Le Canada, de son côté, semble vouloir faire exactement le contraire depuis l'élection des conservateurs. La première déclaration officielle du nouveau premier ministre Stephen Harper sur la Chine visait à dénoncer ses activités d'espionnage industriel. Son parti s'était déjà fait remarquer durant les années d'opposition en faisant campagne pour une plus grande reconnaissance diplomatique de Taïwan. Depuis l'élection, le Canada a fait du dalaï-lama un citoyen honoraire et refuse de rendre aux autorités chinoises un important homme d'affaires chinois réfugié à Vancouver et accusé dans son pays d'être à la tête d'un vaste réseau de contrebande.
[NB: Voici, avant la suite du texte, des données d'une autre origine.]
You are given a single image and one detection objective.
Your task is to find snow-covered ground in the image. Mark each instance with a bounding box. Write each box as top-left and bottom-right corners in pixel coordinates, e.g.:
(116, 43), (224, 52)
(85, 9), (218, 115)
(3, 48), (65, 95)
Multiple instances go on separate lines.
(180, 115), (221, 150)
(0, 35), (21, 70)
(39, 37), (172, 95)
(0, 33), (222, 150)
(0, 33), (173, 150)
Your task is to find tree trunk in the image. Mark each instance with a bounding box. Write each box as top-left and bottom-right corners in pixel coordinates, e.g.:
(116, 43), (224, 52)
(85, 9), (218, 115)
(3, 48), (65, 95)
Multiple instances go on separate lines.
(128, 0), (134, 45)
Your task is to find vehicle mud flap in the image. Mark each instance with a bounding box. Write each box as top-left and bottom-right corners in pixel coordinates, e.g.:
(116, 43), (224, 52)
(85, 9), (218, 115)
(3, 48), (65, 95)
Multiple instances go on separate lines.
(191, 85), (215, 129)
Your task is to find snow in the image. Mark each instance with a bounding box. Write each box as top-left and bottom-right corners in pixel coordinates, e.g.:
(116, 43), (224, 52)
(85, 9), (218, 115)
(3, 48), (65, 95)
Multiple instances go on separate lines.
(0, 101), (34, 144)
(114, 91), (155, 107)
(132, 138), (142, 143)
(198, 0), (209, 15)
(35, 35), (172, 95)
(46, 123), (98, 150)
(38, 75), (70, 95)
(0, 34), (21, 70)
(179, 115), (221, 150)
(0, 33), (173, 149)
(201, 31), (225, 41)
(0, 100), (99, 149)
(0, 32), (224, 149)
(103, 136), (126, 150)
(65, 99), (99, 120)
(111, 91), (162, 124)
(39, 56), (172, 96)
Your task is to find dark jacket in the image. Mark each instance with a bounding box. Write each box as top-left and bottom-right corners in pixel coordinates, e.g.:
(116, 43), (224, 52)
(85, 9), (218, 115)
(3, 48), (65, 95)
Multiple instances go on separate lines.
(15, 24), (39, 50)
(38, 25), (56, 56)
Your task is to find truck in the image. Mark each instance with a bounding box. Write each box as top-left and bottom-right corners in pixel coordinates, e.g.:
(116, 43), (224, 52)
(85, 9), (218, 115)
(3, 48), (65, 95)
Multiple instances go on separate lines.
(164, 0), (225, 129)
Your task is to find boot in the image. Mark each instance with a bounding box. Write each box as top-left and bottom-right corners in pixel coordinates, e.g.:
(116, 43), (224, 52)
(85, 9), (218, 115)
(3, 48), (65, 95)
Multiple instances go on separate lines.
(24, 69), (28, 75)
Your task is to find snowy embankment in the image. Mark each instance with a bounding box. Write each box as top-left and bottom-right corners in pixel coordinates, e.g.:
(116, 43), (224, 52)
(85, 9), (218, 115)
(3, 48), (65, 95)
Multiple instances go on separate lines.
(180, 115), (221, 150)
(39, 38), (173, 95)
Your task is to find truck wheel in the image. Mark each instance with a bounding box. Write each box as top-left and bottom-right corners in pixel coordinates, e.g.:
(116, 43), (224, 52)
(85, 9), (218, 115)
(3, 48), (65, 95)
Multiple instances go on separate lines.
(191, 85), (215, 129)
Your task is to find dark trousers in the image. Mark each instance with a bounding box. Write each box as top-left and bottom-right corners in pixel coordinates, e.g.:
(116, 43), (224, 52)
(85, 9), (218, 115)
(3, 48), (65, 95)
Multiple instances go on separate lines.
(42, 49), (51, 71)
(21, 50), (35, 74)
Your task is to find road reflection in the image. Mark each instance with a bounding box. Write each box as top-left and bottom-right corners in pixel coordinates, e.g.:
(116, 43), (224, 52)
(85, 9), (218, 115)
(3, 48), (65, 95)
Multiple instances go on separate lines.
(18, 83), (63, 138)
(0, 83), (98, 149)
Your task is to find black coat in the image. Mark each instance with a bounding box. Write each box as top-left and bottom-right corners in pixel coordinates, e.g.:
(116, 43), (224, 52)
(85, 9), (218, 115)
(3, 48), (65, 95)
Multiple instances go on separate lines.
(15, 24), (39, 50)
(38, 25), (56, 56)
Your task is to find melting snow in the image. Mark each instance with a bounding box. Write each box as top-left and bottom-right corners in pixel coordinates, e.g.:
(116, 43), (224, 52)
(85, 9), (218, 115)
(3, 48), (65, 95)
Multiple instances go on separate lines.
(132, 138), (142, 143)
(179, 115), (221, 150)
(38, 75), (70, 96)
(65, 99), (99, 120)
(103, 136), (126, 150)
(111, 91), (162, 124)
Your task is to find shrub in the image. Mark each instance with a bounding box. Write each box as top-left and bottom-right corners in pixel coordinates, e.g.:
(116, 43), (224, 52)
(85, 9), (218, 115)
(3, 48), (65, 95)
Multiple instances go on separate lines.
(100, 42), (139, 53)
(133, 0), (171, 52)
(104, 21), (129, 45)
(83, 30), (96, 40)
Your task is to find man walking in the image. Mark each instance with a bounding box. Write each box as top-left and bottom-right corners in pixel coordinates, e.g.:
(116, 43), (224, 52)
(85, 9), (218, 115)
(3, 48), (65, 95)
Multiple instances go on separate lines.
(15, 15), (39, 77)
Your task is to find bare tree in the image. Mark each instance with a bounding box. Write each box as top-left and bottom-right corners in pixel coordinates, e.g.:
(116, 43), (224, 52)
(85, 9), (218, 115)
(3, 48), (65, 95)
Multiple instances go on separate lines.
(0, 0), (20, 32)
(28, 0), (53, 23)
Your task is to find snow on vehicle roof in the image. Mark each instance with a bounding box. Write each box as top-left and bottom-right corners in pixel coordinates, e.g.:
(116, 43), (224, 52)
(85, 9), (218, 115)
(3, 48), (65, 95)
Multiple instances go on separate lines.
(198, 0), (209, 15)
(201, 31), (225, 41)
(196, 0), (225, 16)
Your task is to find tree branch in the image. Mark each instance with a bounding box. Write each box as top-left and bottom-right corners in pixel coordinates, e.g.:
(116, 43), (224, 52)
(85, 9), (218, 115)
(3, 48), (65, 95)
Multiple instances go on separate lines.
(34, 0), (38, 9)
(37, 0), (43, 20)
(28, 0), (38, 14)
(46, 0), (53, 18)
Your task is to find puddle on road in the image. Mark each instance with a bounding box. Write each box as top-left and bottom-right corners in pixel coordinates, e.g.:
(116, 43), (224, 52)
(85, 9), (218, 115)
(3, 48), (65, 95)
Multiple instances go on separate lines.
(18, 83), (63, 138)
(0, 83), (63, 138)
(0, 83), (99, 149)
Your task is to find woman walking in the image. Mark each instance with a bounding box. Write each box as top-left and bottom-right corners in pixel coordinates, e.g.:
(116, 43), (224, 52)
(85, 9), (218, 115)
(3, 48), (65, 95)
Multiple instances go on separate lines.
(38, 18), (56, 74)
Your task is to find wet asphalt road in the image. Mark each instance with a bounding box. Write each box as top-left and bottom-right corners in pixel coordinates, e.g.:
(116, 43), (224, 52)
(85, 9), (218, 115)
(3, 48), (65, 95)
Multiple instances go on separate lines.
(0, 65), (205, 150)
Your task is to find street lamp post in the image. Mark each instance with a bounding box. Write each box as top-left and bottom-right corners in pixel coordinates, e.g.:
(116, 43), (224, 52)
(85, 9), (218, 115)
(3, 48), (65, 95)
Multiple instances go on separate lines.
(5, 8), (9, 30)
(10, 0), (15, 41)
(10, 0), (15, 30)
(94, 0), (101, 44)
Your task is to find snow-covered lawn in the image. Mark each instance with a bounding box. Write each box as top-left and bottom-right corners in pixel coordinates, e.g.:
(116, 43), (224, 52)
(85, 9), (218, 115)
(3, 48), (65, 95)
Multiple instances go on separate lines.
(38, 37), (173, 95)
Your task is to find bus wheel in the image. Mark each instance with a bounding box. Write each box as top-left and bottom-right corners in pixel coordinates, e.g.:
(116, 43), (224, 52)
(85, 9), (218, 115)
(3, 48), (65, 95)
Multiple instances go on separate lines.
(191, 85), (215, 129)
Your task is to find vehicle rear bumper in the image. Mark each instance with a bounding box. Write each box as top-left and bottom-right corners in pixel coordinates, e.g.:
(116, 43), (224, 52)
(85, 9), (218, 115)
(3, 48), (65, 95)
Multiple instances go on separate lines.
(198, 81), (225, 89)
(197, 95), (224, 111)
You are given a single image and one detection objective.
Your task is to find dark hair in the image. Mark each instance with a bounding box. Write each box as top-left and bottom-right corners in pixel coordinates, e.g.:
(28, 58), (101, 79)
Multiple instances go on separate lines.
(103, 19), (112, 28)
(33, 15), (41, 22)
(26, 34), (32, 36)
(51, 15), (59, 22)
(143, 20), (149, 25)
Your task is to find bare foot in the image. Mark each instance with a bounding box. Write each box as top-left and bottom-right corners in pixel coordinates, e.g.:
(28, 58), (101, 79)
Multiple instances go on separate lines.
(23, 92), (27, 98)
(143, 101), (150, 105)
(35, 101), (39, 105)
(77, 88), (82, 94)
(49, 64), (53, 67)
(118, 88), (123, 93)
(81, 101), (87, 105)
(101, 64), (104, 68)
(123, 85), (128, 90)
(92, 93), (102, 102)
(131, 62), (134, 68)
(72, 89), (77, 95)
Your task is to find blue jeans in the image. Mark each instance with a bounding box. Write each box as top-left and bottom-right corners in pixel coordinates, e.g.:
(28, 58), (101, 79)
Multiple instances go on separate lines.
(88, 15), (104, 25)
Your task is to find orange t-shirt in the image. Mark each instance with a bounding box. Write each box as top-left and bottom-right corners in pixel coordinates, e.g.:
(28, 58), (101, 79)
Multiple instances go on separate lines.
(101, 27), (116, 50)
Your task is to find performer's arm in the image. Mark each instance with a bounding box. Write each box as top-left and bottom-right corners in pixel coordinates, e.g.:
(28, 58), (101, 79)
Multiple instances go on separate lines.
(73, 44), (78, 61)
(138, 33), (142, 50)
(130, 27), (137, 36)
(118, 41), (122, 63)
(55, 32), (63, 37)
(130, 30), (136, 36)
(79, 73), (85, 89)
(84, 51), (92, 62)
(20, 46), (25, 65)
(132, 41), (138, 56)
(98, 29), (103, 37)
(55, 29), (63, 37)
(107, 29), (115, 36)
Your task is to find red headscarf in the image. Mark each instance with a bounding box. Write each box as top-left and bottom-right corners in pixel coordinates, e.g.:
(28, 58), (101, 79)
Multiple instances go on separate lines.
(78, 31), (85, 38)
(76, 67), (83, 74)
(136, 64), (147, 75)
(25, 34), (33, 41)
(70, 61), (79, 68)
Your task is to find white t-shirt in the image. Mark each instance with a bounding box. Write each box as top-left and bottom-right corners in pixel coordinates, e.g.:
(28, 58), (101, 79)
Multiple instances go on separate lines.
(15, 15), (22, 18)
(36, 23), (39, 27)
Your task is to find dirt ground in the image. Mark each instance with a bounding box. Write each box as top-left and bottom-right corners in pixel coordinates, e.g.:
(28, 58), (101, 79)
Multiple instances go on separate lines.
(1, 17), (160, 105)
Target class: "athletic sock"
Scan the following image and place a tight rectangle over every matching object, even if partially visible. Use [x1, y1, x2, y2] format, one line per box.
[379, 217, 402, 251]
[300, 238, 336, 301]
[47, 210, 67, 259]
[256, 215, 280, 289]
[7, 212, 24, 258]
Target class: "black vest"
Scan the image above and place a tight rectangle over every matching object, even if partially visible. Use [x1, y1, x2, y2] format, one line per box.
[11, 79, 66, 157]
Les chancelleries n'ont pas manqué de remarquer qu'aucun ministre du cabinet Harper ne s'était encore rendu en Chine, plus de huit mois après avoir été élus, jusqu'à ce que le ministre de l'Agriculture, Chuck Strahl, prenne son courage à deux main (et sa valise de l'autre), et qu'il y parte cette fin de semaine pour une visite officielle de sept jours. Moins d'un an après être entrés en fonction en tant que premiers ministres, Jean Chrétien avait déjà fait de la bicyclette sur la place Tiananmen et Paul Martin, joué des baguettes à Shanghaï. Pire encore, le ministre des Affaires extérieures, Peter MacKay, n'a pas trouvé le temps d'établir un premier contact personnel avec l'ambassadeur chinois au Canada avant le mois dernier.

Partenariat en péril

Toutes sortes de raisons sont évoquées pour expliquer ce comportement. On dit que l'aile évangéliste chrétienne du caucus conservateur serait particulièrement sensible à la question des droits humains en Chine, et que le pauvre ministre du Commerce international, David Emerson, a bien du mal à convaincre ses collègues que cela n'empêche pas que l'on s'occupe aussi d'autres enjeux. Les fonctionnaires concernés expliquent que la Chine n'apparaît tout simplement pas sur les cartes du gouvernement conservateur dont toute l'attention, sur la scène internationale, est occupée à temps plein par l'opération canadienne en Afghanistan, mais surtout par le resserrement des liens avec le voisin américain.

Cette attitude est directement responsable de l'impasse dans laquelle se trouvent les négociations visant à faire reconnaître le Canada comme une destination touristique autorisée par le régime chinois. Elle a surtout eu pour effet de mettre sur la glace le «partenariat stratégique» que les deux pays avaient convenu, l'année dernière, d'établir entre eux. C'est le genre d'offre que les Chinois ne font pas à tous les pays. Cela signifie qu'ils voudraient établir des liens étroits et à long terme. Mais depuis les derniers mois, ils sont les seuls à continuer d'en parler.

On peut discuter longuement de la nature et de l'importance des relations que le Canada devrait entretenir avec le géant chinois. Il ne fait aucun doute qu'il reste encore beaucoup de chemin à parcourir à cette dictature avant de satisfaire aux conditions minimales de respectabilité démocratique, et qu'il est du devoir d'un pays comme le Canada de faire tout ce qu'il peut pour encourager le régime chinois, sinon lui forcer la main pour qu'il apporte les changements nécessaires. Sur le plan économique, on ne conçoit pas qu'un gouvernement sérieux, quel qu'il soit, puisse établir une stratégie de développement qui ne tiendrait pas compte d'une économie de

1,3 milliard d'individus qui croît à plus de 8 % par année depuis 25 ans et qui devrait s'être hissée au premier rang mondial quelque part d'ici 2040.

Si le pays le plus puissant au monde semble en voie de prendre acte du rôle central que jouera désormais la Chine sur l'échiquier mondial, et qu'il commence à adapter sa ligne de conduite en conséquence, on voit mal comment le Canada pourrait se permettre de continuer de faire comme si elle n'existait pas.